What One Teacher Hopes Students Learn
Kathryn Jones and Grace Ryan, both seventh-graders at Ken Caryl, competed in the solar division as “Ophiotaurus,” a name that describes a creature from Greek mythology that was part bull and part serpent. Their car was more birdlike, though, with a beak-like front and brightly painted blue, yellow, purple and green.
“The only thing we were sure of is it would be colorful,” Kathryn said.
The “Ophiotaurus” car was quick off the start in its first qualifying heat, tearing down the straightaway in an enviable 6.16 seconds. Ultimately, though, Kathryn and Grace’s creation finished in fourth place for the day, its time of 7.76 seconds a mere sixth of a second from taking third.
Christine Hruby, who teaches science to seventh- and eighth-grade students in Ken Caryl’s gifted and talented program, coached four teams of racers. She ticked off a list of what she hopes her students get out of participating: “Problem solving. Critical thinking. Learning how to work as a team. Staying cool and calm under pressure. And also the math of the 4:1 ratio of the gears.”

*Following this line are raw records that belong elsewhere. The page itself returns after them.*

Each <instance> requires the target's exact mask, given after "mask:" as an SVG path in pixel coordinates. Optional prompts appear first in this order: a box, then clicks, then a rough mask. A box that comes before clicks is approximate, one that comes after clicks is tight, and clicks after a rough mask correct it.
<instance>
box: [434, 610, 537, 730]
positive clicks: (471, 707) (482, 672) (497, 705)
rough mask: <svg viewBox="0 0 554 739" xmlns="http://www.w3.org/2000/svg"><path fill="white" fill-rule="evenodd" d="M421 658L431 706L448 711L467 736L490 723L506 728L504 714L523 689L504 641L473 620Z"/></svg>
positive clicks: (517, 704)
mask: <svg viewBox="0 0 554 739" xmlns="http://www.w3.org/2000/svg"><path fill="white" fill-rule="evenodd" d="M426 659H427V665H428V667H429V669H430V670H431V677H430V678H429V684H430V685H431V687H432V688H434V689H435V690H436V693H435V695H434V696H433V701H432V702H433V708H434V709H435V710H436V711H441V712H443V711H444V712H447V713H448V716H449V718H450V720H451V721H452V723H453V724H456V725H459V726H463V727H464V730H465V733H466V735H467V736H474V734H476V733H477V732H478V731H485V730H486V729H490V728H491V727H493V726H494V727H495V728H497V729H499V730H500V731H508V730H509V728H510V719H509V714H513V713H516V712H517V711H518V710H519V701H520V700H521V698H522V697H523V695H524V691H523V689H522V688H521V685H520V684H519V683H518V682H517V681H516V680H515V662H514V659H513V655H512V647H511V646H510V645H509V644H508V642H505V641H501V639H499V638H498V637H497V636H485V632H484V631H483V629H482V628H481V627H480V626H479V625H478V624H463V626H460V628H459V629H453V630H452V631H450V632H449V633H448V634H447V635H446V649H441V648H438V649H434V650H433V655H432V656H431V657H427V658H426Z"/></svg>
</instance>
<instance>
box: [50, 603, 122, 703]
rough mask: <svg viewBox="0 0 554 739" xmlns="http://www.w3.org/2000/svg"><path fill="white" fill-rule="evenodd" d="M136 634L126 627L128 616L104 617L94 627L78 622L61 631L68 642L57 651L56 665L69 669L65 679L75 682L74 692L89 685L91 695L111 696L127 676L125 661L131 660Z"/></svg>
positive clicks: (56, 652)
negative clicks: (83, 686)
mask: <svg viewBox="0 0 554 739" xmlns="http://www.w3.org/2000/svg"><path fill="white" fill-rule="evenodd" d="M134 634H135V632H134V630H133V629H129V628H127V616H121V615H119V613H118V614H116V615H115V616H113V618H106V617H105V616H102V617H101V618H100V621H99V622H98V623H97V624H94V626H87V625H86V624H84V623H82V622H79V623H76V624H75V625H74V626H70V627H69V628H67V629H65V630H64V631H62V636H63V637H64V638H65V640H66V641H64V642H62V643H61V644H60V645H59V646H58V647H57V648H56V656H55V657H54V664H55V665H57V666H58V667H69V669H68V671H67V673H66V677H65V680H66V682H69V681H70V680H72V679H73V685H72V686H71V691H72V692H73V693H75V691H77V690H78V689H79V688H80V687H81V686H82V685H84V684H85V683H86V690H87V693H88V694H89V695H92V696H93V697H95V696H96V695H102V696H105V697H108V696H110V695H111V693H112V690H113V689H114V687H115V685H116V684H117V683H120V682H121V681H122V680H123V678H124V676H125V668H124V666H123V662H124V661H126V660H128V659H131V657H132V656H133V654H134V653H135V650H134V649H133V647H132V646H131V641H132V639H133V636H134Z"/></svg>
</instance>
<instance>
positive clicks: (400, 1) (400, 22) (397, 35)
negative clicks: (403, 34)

“Starship Enterprise” made it to the finals, but finished in sixth place with a time of 8.28 seconds. The winning entry in the battery division was the “BMS 2 Battery” team from Bell Middle School in Golden, with a time of 7.19 seconds.
“Starship Enterprise” won for the best-designed car in the battery division. Denver’s Logan School team “The E.-J.A.M.” won for the design of its solar-powered car, which featured massive wheels alongside a solar panel that sat parallel to the ground.